11th January '07. Just said goodbye to Ever Basic, who's going home tomorrow morning. I thought I'd mention this because he's featured here before and he'd otherwise just trail off. Also, I'm sad. I find it really badly arranged, the way Koreans live in Korea.
So he leaves tomorrow morning and in the evening I'll move in, God willing. There'll be broadband access quite soon, landlady willing.
I'm slightly nervous about living alone in an unfamiliar, grotty looking development for the week or so that's in it before I go off travelling. Mind you, that's not because I think anything would happen, but because a couple of Chinese people (especially women) have been all "ooh, be careful" when they knew I was moving.
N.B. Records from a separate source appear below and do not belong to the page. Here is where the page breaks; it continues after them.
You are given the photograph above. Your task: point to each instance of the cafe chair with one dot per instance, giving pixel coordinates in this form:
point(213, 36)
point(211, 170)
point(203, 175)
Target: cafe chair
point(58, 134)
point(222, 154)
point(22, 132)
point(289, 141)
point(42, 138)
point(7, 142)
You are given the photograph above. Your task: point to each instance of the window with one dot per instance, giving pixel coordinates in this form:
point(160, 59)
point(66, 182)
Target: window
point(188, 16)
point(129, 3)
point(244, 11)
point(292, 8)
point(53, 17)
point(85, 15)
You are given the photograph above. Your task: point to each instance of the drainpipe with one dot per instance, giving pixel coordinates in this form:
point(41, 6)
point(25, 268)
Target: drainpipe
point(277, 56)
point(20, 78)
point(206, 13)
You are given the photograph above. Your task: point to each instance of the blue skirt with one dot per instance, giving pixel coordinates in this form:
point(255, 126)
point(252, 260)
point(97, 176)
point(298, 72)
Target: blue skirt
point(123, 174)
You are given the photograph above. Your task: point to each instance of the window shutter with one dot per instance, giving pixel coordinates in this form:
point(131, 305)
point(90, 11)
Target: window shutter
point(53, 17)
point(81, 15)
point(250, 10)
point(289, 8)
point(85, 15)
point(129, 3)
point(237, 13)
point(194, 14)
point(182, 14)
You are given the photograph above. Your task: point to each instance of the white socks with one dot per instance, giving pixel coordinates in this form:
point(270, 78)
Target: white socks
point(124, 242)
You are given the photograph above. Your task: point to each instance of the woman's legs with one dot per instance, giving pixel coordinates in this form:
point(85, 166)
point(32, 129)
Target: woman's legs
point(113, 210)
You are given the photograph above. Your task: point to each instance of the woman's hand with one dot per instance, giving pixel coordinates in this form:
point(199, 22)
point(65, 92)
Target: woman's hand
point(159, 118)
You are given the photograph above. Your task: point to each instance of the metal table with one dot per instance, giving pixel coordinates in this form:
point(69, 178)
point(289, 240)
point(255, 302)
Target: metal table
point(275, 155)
Basically I think Chinese people have an overblown sense of their own country's danger levels. China's a very safe place to live, by global standards, mainly because when you think about it I suppose it's a police state. But people think only China has poverty, criminality, etc. There's sometimes an impression that "outside country" is just ALL spankingly rich and therefore safe, and a general view that China is "just so complicated, you wouldn't understand." They're referring to recent social history, and generally to the crushing last century and a half since the Opium War, when everything came apart. But this clashes with the even stronger conviction that China is the best and indeed the only country in the world. So some Chinese people I've spoken to show a kind of arrogance and insecurity at the same time. I mean, who doesn't, but you know, I think it's interesting. I think it goes hand in hand with any sort of nationalism, because how can you feel secure about a nation? Let me think about this. I'm Irish, love Ireland... check. But not in a "my country's better than yours" way, more because it feels like the Shire. I wouldn't back it in a fist-fight, but I miss it all the more for that.
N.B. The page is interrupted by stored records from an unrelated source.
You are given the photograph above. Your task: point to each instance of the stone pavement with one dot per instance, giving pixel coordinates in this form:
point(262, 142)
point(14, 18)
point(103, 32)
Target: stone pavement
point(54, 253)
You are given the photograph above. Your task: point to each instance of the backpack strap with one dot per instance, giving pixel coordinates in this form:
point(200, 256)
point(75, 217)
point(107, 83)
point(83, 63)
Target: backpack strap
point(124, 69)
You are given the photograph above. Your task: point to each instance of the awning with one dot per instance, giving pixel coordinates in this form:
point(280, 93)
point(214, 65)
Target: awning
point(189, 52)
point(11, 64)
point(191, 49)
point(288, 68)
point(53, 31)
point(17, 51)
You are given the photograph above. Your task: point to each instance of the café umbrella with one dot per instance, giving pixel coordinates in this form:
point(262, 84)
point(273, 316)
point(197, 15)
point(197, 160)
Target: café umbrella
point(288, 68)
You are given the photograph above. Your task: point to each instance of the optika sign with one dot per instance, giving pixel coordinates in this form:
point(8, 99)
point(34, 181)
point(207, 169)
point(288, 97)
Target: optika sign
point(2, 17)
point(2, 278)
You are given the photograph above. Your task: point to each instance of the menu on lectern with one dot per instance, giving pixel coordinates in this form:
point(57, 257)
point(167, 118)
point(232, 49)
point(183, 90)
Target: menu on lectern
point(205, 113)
Anyway, because I'm a bit apprehensive I thought, right, now's the time to talk to the forces that are my most dependable-seeming Chinese friends. That way I can feel a bit safer knowing that there are people living nearby who I could turn to in any untoward event. I rang one guy and he was all "you're moving house? let me help! I'll come around with a peng-peng car [bizarre three-wheeled mini taxis that make a peng-peng noise] and help you move all your stuff." I wasn't actually looking for help but I felt more confident after his readiness to lend a hand. It'll be fine, and it'll be especially nice to have somewhere of my own to go. I like the Teachers, but Teacher Woodchild could do with a bit less to think about and Teacher Order still calls me "shemma negga jiao shemma negga shei negga Kay!" ["That, what's your face, thingy, who? That, what's her name, Kay!"]
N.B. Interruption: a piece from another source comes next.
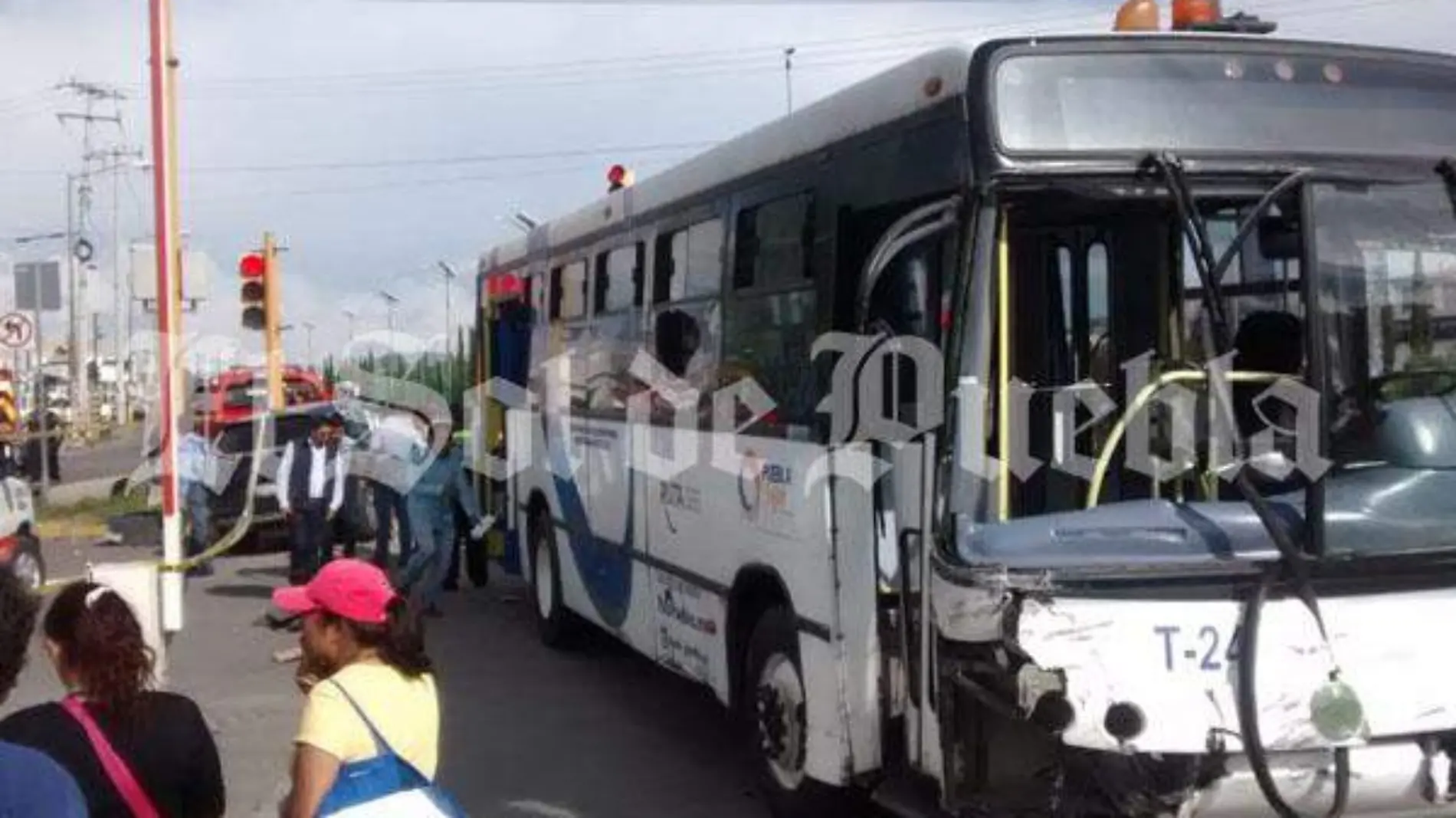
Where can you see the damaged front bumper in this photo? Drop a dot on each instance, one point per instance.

I want a pearl milk tea. Wonder if they have banana flavour. Horrible stuff. "Wang guan'r!" ["Web assistant"]... It'd be really funny to shout "shuai ge!" once in my life, but I'm worried that if I did that I wouldn't get any tapioca in the bottom of the tea. Or too much. You hear "hey, pretty girl" all the time, but seriously, does anyone really call servicepeople "shuai ge" ["yo, attractive elder brother"]?